Am 28. Oktober 1929 wurde der Gute Ort geschändet. Dass hier bereits große Sorge unter den jüdischen Bevölkerung herrschte, geht auch aus einer Ansprache des damaligen Gemeindevorsteher hervor, der anlässlich des 250. Jubiläums der Gemeindegründung sagte: „Es ist vielleicht jetzt nicht die Zeit, ein Jubiläum zu feiern, wo die Zustände dieser Tage Tausende unserer Brüder zwingen, das Land zu verlassen, das ihre Heimat ist, und die, welche bleiben, leben in Furcht und Not. Aber es ist doch ein Weg von 250 Jahren, den unsere Gemeinde in Floß seit ihrer Gründung im Jahre 1684 auf diesem kleinen Berg gegangen ist. Es war ein langer Weg, der durchtränkt ist von Tränen und Leid, aber mit dem unbeugsamen Willen, durchzuhalten im Glauben unserer Väter.“4) Die Kehille wurde vom Lehrer und Vorbeter und ab dem Jahr 1936 auch Vorsteher der Gemeinde im Sommer 1938 aufgelöst.

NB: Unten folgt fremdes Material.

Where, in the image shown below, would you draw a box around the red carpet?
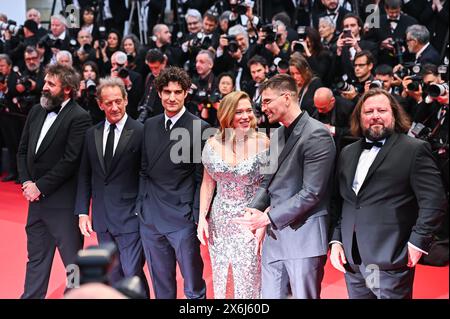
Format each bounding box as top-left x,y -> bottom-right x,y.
0,182 -> 449,299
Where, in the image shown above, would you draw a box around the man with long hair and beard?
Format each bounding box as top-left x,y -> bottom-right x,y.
17,65 -> 91,298
330,89 -> 446,299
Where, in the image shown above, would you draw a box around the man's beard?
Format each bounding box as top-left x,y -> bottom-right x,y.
41,90 -> 64,111
363,127 -> 394,142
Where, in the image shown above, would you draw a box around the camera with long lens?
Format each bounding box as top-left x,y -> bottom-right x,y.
406,74 -> 422,92
38,34 -> 63,50
192,32 -> 212,50
395,62 -> 422,79
98,26 -> 107,48
428,83 -> 448,98
369,80 -> 384,90
0,72 -> 6,84
230,0 -> 247,15
0,20 -> 22,35
293,25 -> 306,53
84,79 -> 97,96
336,81 -> 353,92
261,23 -> 277,44
76,243 -> 145,299
225,35 -> 239,53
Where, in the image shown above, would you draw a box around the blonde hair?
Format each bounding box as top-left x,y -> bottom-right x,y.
217,91 -> 257,142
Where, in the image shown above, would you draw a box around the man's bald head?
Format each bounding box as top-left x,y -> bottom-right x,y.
314,87 -> 336,114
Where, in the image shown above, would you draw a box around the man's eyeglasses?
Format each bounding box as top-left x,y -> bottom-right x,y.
261,92 -> 288,106
353,63 -> 369,68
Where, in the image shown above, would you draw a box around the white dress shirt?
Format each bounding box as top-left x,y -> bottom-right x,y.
164,106 -> 186,129
103,113 -> 128,156
35,99 -> 70,154
330,139 -> 428,255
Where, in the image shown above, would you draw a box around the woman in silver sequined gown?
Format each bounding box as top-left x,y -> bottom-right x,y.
198,92 -> 268,299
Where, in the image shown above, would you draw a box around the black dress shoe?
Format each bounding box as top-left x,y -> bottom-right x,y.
2,174 -> 17,182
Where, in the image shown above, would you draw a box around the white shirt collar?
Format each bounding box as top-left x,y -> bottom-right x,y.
416,42 -> 430,60
164,106 -> 186,128
105,113 -> 128,132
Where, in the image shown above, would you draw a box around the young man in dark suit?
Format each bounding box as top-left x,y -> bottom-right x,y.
330,89 -> 446,299
138,67 -> 208,299
17,65 -> 91,298
75,78 -> 148,295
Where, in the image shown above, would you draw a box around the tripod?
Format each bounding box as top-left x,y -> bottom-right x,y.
124,0 -> 148,45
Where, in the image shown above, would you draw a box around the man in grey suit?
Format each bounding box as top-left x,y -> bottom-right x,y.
236,75 -> 336,298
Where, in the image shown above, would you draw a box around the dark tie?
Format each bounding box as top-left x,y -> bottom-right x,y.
104,124 -> 116,172
362,140 -> 383,150
166,119 -> 172,132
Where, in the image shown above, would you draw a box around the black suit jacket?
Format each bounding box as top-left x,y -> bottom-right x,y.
137,110 -> 208,233
17,100 -> 91,210
75,117 -> 144,235
332,133 -> 446,270
417,44 -> 441,65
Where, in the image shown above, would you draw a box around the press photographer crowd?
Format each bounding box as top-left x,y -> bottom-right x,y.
0,0 -> 449,298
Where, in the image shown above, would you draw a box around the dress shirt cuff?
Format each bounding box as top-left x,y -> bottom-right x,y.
408,242 -> 428,255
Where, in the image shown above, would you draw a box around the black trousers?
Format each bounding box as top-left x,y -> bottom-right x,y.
0,113 -> 25,176
21,202 -> 83,299
140,223 -> 206,299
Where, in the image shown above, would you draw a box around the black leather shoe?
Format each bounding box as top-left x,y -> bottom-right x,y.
2,174 -> 17,182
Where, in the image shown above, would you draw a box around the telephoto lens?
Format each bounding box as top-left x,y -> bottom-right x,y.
428,83 -> 448,98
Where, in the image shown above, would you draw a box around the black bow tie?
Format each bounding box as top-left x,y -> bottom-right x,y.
362,140 -> 383,150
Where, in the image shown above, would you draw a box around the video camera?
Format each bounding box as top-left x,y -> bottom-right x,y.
0,20 -> 23,35
261,23 -> 278,44
225,35 -> 239,53
37,34 -> 63,50
76,243 -> 145,299
369,80 -> 384,90
230,0 -> 247,15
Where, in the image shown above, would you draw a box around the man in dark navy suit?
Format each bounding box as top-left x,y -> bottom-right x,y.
75,78 -> 148,294
138,67 -> 208,299
17,65 -> 91,299
406,24 -> 441,65
330,89 -> 446,299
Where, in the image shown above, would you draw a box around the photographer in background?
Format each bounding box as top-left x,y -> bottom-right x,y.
292,27 -> 334,86
111,51 -> 142,119
187,50 -> 217,126
214,25 -> 254,91
336,51 -> 375,105
138,49 -> 167,123
150,24 -> 183,66
406,24 -> 441,65
335,13 -> 377,84
77,61 -> 105,125
367,0 -> 417,66
16,46 -> 45,116
0,54 -> 20,184
251,21 -> 291,70
73,29 -> 96,70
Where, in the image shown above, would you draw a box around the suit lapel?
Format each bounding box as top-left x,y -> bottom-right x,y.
278,112 -> 309,166
108,118 -> 134,175
358,133 -> 398,194
36,100 -> 73,157
30,108 -> 47,157
344,139 -> 363,196
94,122 -> 106,174
148,110 -> 189,171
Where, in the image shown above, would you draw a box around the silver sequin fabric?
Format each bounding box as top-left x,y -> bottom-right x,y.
202,142 -> 267,299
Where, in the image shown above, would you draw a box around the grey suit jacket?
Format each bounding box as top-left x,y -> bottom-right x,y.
250,112 -> 336,261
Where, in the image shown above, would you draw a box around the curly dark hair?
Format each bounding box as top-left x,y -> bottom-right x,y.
45,64 -> 81,99
155,66 -> 192,92
350,89 -> 411,137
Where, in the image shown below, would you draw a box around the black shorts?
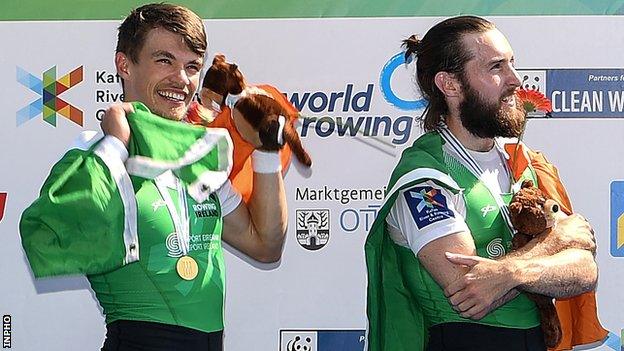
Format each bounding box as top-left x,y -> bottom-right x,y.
425,322 -> 546,351
102,321 -> 223,351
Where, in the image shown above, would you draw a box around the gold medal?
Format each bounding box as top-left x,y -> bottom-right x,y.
176,256 -> 199,280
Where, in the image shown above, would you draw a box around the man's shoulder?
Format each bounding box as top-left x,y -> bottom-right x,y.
395,132 -> 446,171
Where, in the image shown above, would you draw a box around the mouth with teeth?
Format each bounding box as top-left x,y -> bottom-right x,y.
157,90 -> 186,103
501,93 -> 516,107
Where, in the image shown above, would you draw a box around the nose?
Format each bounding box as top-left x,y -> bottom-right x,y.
508,66 -> 522,88
173,69 -> 191,85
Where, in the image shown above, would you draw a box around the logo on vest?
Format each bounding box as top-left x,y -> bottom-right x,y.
481,205 -> 496,218
403,186 -> 455,229
193,202 -> 219,218
297,210 -> 329,251
152,199 -> 167,212
165,232 -> 182,257
485,238 -> 505,259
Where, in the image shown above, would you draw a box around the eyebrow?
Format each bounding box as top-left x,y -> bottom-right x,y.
152,50 -> 203,66
152,50 -> 175,60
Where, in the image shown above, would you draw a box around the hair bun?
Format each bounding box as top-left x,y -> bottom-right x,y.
402,34 -> 422,63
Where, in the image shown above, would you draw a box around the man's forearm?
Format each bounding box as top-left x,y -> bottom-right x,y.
248,172 -> 288,260
502,249 -> 598,297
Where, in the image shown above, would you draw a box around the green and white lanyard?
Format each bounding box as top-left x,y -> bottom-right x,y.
438,123 -> 516,236
154,176 -> 190,256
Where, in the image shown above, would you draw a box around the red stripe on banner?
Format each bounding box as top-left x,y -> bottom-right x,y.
0,193 -> 7,221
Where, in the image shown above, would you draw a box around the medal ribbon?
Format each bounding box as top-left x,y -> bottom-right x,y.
155,177 -> 190,256
438,124 -> 516,236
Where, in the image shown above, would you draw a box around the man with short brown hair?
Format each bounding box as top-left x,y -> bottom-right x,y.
366,16 -> 598,351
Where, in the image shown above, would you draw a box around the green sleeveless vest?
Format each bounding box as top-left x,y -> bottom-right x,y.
88,177 -> 225,332
365,132 -> 540,351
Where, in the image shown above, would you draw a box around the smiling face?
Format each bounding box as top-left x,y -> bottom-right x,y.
459,29 -> 524,138
115,27 -> 203,120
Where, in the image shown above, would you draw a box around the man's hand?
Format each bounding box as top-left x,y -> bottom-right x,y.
444,252 -> 517,319
100,102 -> 134,148
540,214 -> 596,255
232,109 -> 262,149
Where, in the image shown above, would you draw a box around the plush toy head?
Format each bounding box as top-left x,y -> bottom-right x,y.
509,180 -> 559,236
202,54 -> 246,105
202,54 -> 312,167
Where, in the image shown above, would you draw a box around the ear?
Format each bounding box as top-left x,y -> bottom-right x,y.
434,71 -> 461,97
115,52 -> 130,79
509,202 -> 522,214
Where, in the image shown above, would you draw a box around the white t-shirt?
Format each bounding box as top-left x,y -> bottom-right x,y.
71,131 -> 242,217
386,144 -> 511,254
158,171 -> 242,217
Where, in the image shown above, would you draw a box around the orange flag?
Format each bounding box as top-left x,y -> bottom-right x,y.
187,85 -> 299,203
505,144 -> 608,351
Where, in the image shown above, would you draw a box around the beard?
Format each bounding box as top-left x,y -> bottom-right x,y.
459,82 -> 525,139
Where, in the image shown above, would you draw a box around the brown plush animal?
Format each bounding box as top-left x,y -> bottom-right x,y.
509,180 -> 562,348
201,54 -> 312,167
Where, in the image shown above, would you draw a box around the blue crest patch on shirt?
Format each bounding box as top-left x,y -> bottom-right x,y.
403,186 -> 455,229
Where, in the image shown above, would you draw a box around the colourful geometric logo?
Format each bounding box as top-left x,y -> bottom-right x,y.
403,186 -> 455,229
610,180 -> 624,257
16,66 -> 83,127
0,193 -> 7,221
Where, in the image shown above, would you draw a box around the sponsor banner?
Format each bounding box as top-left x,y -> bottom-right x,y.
279,330 -> 365,351
610,180 -> 624,257
518,68 -> 624,118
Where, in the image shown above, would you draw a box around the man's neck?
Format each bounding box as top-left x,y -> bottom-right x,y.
446,116 -> 494,151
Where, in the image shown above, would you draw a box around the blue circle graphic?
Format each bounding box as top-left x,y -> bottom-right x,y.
379,52 -> 427,111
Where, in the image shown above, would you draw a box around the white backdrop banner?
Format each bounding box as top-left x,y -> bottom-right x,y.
0,16 -> 624,351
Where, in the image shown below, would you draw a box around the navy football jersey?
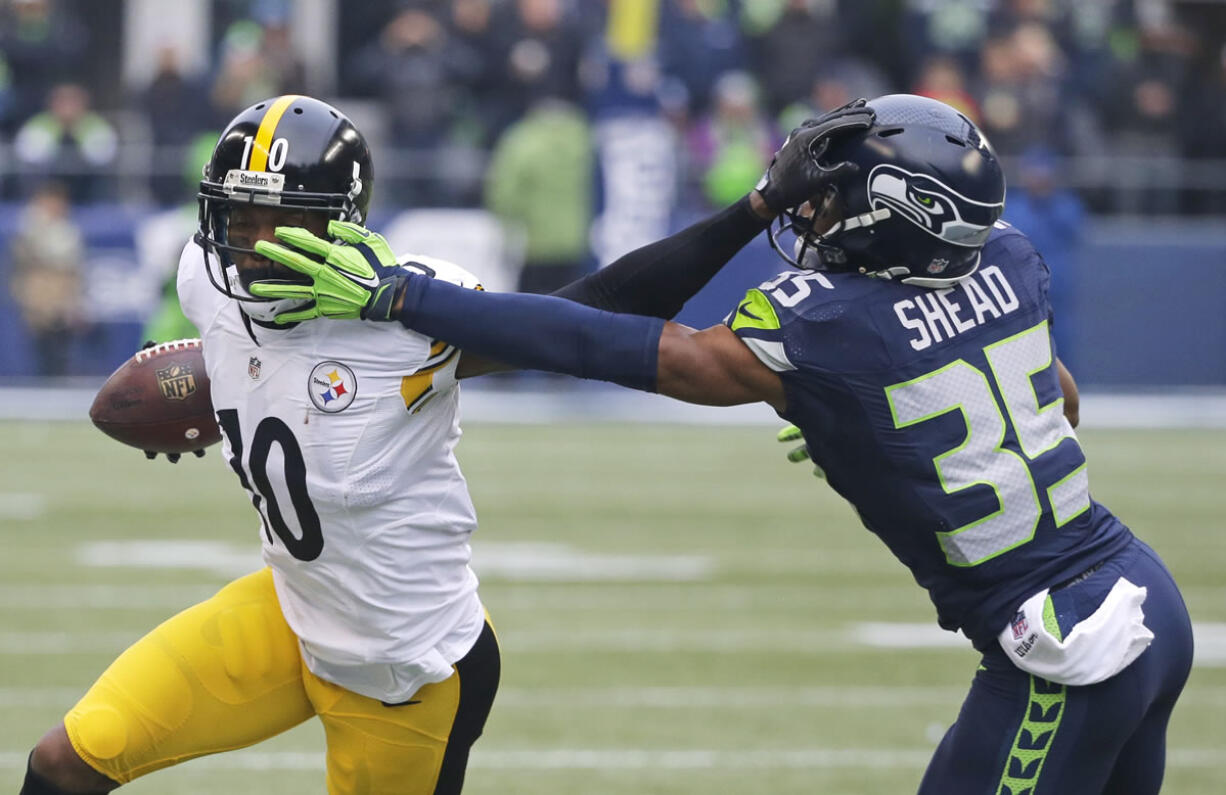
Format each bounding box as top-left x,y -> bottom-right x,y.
727,222 -> 1132,648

Die schöne Synagoge, in der Pogromnacht von 1938 zerstört, wurde mit Hilfe von Kultusministerium, Landesamt für Denkmalpflege, Bezirk, Landkreis, Markt Floß und Landesverband renoviert.5) Am 9. November 1980 wurde die Synagoge erneut ihrer Bestimmung übergeben. Dem Guten Ort wird auch heute noch keine Ruhe gegönnt. Erst vor einigen Monaten, im August 1997 wurde er erneut geschändet und 44 Mazzewot umgestürzt.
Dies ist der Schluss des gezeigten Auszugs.